Wonder and wonders constituted a central theme in ancient Greek culture. In this book, Jessica Lightfoot provides the first full-length examination of its significance from Homer to the Hellenistic period. She demonstrates that wonder was an important term of aesthetic response and occupied a central position in concepts of what philosophy and literature are and do. She also argues that it became a means of expressing the manner in which the realms of the human and the divine interrelate with one another; and that it was central to the articulation of the ways in which the relationships between self and other, near and far, and familiar and unfamiliar were conceived. The book provides a much-needed starting point for re-assessments of the impact of wonder as a literary critical and cultural concept both in antiquity and in later periods. This title is available as Open Access on Cambridge Core.
‘Yes, truly, marvels are many …’ —Pindar, Olympian I.28
‘For both Plato and Aristotle, the value and place of wonder (thauma) is clear. Thauma comes first: without wonder, philosophical inquiry would not even begin to get off the ground. As the crucial spark that first stokes and then continually provokes intellectually curiosity, the importance of thauma in both philosophers’ conception of what philosophy is and does should not be underestimated. But it was not in the realm of philosophy alone that wonder occupied a significant conceptual place by the time Plato and Aristotle were writing. As Pindar’s famous, gnomic observation about the inherent multiplicity of marvels cited above suggests, conceptions of and responses to wonder and wonders in antiquity were both multiform and multivalent. In the same spirit, this book does not seek to impose singular, monolithic definitions of what wonder is and what it does in Greek literature and culture but instead endeavors to begin to open up the subject of ancient wonder as a more comprehensive and coherent field of inquiry in the modern world for the first time.’ —Wonder and the Marvellous, Jessica Lightfoot.

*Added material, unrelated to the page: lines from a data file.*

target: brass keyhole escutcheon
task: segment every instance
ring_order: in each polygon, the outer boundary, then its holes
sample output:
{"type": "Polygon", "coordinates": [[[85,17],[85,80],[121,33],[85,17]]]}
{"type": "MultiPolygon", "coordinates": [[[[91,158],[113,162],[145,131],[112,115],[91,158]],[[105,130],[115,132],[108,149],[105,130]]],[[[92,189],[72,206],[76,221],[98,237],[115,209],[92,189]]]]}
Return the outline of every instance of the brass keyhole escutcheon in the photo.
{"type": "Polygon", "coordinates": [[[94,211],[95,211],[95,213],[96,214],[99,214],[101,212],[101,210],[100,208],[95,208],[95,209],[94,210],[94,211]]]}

This ‘marvellous’ book combines a love of paradoxography with a beautifully crafted understanding of Greek (and Roman) conceptions of and reactions to wonder. It explores the curious capacity of the human mind to look up, outward, and beyond to see interactions between different domains of marvels: divine and mortal, animate and inanimate, natural and manmade. This book’s thematic organization primes the reader to experience by stages the complexity of the ancient mindsets by both familiarizing and necessarily defamiliarizing our own preconceptions of the ancient world. The range of primary material is vast, but never overwhelming, as the thread of wonder brilliantly guides and ties together each unique piece: from Plato and Aristotle to Herodotus and Thucydides, and, of course, as the title suggests, our beloved Homer. Among my favorite chapters, ‘The Sound of Thauma: Music and the Marvellous’, gave special attention to the ever delightful Homeric Hymn to Hermes, opening up many ‘wonder’ful nuances hidden within the hymn.
The book closes as it began, with a return to Pindar’s ‘marvels are many’. And so they are. One of the many delights of this book lies in its capacity to stir that spirit of wonder and inquiry in the reader, posing questions that we may ponder for a long time to come.